The smell in the room was of overpowering corruption, for the mighty
Guiscard
had soiled his bed more than once like a mewling child, and the discharge by its colour and deathly odour indicated that the malady was horrendous enough to be fatal. Retching produced
nothing but a trickle of bile, for without food there was little for his stomach to emit. He was dipping in and out of consciousness and gabbling, ranting in a way that sounded as though his mind was as troubled as his body.
Curses were heaped upon foes real and imagined, Robert speaking for and against them in a frenzied dialogue, some of the names human and known to those attending, others imagined creatures sounding like demons from the depth of hell as he screamed imprecations that made no sense to those listening, this while a relay of priests prayed continually for his troubled soul. For a warrior who had faced many battles in his time and had shaken off sicknesses as a dog shakes off water, it was clear this was one of the greatest challenges he could face.
His wife was in discomfort too, for, regardless of the heat of the day, she had ordered braziers to be lit and herbs to be burnt on them to relieve the malodorous stink, which she was sure was making her husband’s condition worse. When torches, oil lamps and candles were added after the sun went down it turned the sickroom into an oven, for the drop in temperature was not great; a scorching day was followed, as clouds gathered to trap the heat rising from the baked earth, by a humid night. Her garments were soaked and her long blonde hair, normally braided, hung limp along her cheeks as she mouthed quiet prayers to all the saints she knew to intercede and make her man well again.

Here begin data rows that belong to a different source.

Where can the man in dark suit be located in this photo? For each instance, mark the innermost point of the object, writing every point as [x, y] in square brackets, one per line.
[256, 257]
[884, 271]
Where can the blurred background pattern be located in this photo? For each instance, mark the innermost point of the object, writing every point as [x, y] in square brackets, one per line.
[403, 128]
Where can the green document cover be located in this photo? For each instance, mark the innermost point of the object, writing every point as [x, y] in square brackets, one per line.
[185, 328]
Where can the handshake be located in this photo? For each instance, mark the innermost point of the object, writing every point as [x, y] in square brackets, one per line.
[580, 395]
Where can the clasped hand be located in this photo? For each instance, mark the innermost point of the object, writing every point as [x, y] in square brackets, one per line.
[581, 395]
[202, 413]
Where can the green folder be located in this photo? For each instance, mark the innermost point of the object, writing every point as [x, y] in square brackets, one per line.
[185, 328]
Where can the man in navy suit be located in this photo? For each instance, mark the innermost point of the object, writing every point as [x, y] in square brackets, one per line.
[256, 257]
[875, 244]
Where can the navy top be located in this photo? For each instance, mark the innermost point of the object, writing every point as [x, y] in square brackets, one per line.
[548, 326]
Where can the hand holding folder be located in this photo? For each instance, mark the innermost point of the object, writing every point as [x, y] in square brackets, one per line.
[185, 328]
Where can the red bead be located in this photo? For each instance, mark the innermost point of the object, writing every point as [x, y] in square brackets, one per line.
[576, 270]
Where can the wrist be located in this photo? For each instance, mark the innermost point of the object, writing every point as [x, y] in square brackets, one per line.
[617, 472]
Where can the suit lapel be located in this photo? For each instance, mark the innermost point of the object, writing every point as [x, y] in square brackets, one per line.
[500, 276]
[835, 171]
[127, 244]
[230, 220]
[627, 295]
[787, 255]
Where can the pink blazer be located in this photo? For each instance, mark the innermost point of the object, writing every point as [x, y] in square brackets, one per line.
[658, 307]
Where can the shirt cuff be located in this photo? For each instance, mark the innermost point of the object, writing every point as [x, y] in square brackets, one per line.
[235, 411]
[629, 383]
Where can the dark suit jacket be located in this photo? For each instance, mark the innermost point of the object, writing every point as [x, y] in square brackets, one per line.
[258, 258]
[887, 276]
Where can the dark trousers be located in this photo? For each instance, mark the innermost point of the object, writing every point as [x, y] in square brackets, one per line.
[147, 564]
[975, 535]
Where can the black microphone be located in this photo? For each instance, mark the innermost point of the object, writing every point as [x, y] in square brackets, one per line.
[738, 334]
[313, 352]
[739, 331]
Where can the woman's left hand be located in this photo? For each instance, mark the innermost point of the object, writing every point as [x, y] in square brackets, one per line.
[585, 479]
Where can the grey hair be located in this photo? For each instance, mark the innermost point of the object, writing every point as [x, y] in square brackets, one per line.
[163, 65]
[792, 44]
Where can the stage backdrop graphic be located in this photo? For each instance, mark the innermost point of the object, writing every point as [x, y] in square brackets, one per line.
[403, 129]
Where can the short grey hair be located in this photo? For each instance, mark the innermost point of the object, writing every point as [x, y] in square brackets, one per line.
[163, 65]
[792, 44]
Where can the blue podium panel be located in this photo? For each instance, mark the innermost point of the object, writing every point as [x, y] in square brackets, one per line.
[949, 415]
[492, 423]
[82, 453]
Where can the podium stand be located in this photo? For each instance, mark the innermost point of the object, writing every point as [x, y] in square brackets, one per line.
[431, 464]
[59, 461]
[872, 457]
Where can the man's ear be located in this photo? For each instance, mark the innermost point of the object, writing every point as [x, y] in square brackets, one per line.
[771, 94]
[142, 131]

‘Lady,’ the physician whispered, ‘a messenger has come from the Master of the Host to say that the sickness that affects the Duke is within the town and spreading. He has moved out the mounted knights to surrounding farms but he seeks permission to order outside of the walls every citizen of Trani their master has listed for
conscription. He insists he needs to preserve the strength of the army.’
‘Take back the message that he must act as he sees fit,’ Sichelgaita replied, her cracked voice betraying her own near exhaustion; she had been at Robert’s bedside for over eighteen turns of the glass and had not eaten or drunk anything in that time, ignoring the advice to rest lest she too succumb. Then, as the import of what had been said to her sank in, she grabbed the man by the sleeve. ‘The sickness is spreading?’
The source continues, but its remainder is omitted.